BlockBeats rapporte que, le 19 mai, Francisco Blanch, chef des recherches sur les matières premières et les dérivés à la Banque d'Amérique, a déclaré qu'une moyenne annuelle du pétrole brut Brent à 90 dollars le baril pour le reste de l'année constitue déjà un « scénario optimal ». Il a souligné que la production mondiale de pétrole brut présente actuellement un déficit quotidien de 14 à 15 millions de barils, soit environ 14 à 15 % de la demande. Si le blocus double du détroit d'Hormuz persiste, le prix du pétrole pourrait atteindre 120 à 130 dollars fin juin ou début juillet ; si le conflit s'intensifie et endommage les infrastructures pétrolières, une hausse encore plus marquée des prix est possible.
Alors que la crise du détroit d'Ormuz peine à trouver une solution à court terme, plusieurs institutions de Wall Street ont relevé leurs prévisions de prix du pétrole. Goldman Sachs avait précédemment relevé son objectif de prix du brut Brent à la fin de l'année à environ 90 dollars, tandis que JPMorgan a averti qu'une obstruction maritime persistante de quatre semaines pourrait entraîner une pénurie « catastrophique » de pétrole à l'échelle mondiale. L'analyste de la Banque Royale du Canada, Helima Croft, exprime également des doutes quant à une reprise normale du trafic maritime en juin.

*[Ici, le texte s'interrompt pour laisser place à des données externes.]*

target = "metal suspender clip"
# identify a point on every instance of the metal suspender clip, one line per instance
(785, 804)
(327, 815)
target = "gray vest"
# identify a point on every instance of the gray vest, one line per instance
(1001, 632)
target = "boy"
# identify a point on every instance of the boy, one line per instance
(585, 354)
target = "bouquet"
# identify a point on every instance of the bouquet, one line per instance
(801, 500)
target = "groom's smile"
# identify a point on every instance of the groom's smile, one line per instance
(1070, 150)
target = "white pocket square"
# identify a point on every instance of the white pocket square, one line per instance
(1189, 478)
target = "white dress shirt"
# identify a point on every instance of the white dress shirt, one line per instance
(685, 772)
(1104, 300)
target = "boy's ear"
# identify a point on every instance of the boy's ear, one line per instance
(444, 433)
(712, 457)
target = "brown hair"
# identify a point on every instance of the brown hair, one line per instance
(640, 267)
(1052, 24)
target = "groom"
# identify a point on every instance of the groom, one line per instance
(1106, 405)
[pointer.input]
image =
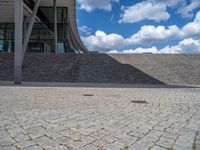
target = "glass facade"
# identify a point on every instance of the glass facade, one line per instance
(42, 37)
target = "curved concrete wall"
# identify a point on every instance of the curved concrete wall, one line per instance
(73, 28)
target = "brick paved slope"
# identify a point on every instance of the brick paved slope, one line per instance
(102, 68)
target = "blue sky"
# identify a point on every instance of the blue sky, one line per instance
(137, 26)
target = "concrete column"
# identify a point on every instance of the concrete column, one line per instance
(55, 27)
(18, 41)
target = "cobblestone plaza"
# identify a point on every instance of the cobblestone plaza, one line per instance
(89, 118)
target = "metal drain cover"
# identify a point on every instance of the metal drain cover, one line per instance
(139, 102)
(88, 95)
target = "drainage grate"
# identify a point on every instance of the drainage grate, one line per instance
(139, 102)
(88, 95)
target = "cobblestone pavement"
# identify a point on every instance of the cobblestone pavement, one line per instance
(62, 118)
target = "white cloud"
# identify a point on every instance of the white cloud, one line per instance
(155, 10)
(185, 46)
(150, 34)
(142, 11)
(186, 10)
(192, 29)
(85, 29)
(103, 42)
(145, 36)
(90, 5)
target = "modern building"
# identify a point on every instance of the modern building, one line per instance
(39, 26)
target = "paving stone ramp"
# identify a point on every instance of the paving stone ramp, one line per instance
(175, 69)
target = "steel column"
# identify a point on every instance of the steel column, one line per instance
(55, 27)
(18, 41)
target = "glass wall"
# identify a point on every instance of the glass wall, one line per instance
(42, 36)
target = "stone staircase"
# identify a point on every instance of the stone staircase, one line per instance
(103, 68)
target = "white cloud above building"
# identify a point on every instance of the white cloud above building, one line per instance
(90, 5)
(189, 34)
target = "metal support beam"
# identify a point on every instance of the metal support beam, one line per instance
(30, 26)
(55, 27)
(18, 41)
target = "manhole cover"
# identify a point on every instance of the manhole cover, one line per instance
(139, 102)
(89, 95)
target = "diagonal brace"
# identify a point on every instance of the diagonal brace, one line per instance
(30, 26)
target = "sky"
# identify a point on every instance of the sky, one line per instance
(140, 26)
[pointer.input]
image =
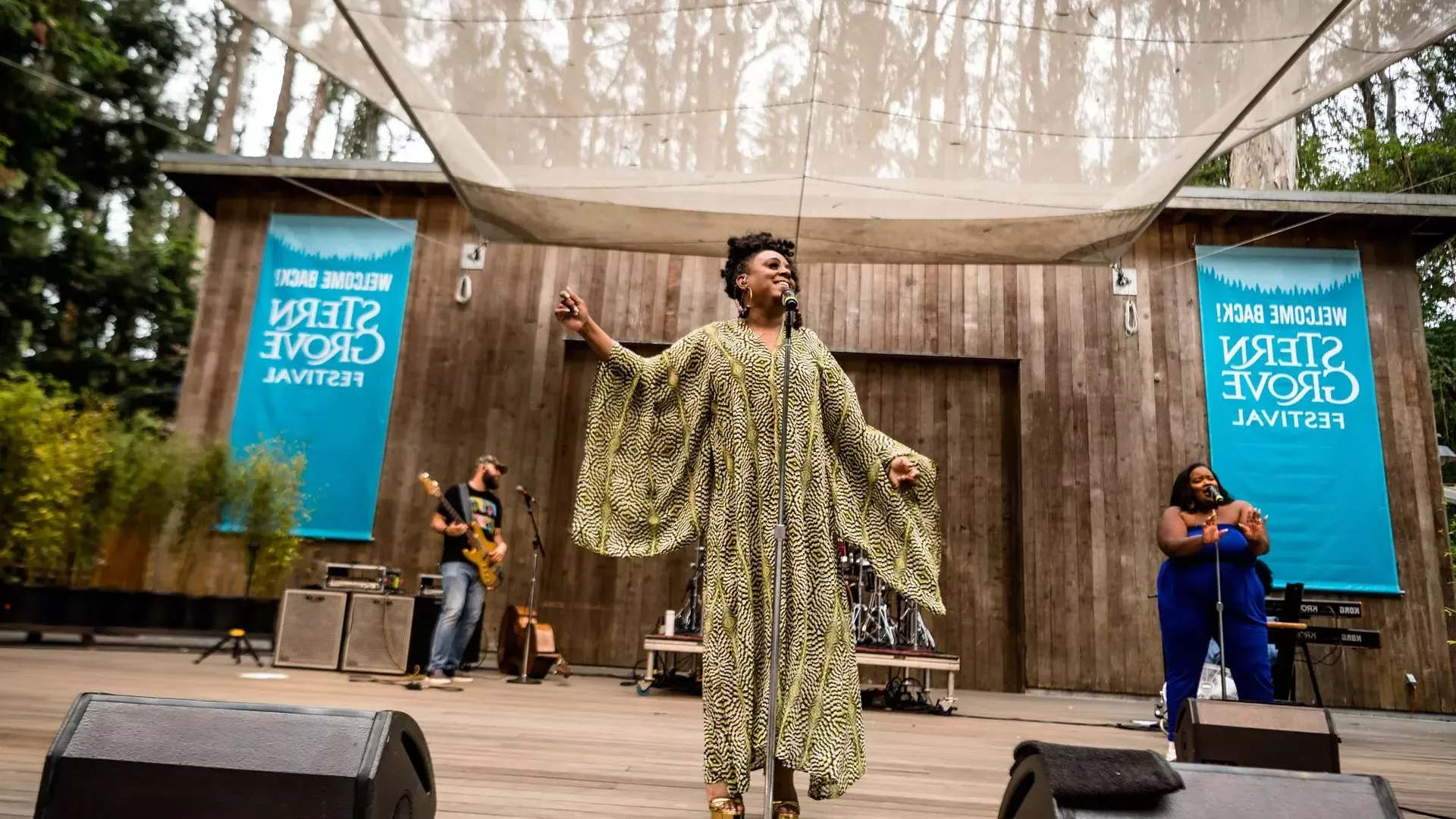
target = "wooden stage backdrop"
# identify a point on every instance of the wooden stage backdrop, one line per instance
(1057, 431)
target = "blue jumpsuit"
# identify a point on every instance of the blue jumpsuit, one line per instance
(1187, 611)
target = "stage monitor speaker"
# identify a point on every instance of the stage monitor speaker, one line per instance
(1210, 792)
(310, 629)
(1254, 735)
(139, 758)
(378, 634)
(422, 634)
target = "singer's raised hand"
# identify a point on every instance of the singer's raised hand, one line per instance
(1251, 522)
(571, 311)
(903, 472)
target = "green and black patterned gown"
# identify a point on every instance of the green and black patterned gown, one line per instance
(686, 444)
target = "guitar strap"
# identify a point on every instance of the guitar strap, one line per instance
(463, 493)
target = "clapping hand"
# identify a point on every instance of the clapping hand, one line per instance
(1210, 529)
(903, 472)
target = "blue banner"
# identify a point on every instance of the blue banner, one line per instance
(1292, 410)
(321, 360)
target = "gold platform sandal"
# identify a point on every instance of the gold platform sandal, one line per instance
(726, 808)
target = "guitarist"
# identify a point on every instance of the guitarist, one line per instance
(463, 592)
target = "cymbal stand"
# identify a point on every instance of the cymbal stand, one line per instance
(913, 632)
(691, 614)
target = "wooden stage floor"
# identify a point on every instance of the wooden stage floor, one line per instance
(590, 746)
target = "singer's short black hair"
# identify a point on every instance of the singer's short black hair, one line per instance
(1188, 500)
(743, 248)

Le prix du pétrole brut Brent a augmenté de 80 % cette année, s'établissant à 109,26 USD le baril. Le détroit d'Hormuz transporte environ un cinquième du pétrole mondial ; son blocus affecte particulièrement la région Asie-Pacifique et continue d'augmenter les coûts pour les consommateurs et l'industrie mondiaux. Selon des données de l'Université Brown, depuis le déclenchement de la guerre en Iran, les coûts supplémentaires en carburant pour les consommateurs américains ont dépassé 40 milliards de dollars. (Jinshi)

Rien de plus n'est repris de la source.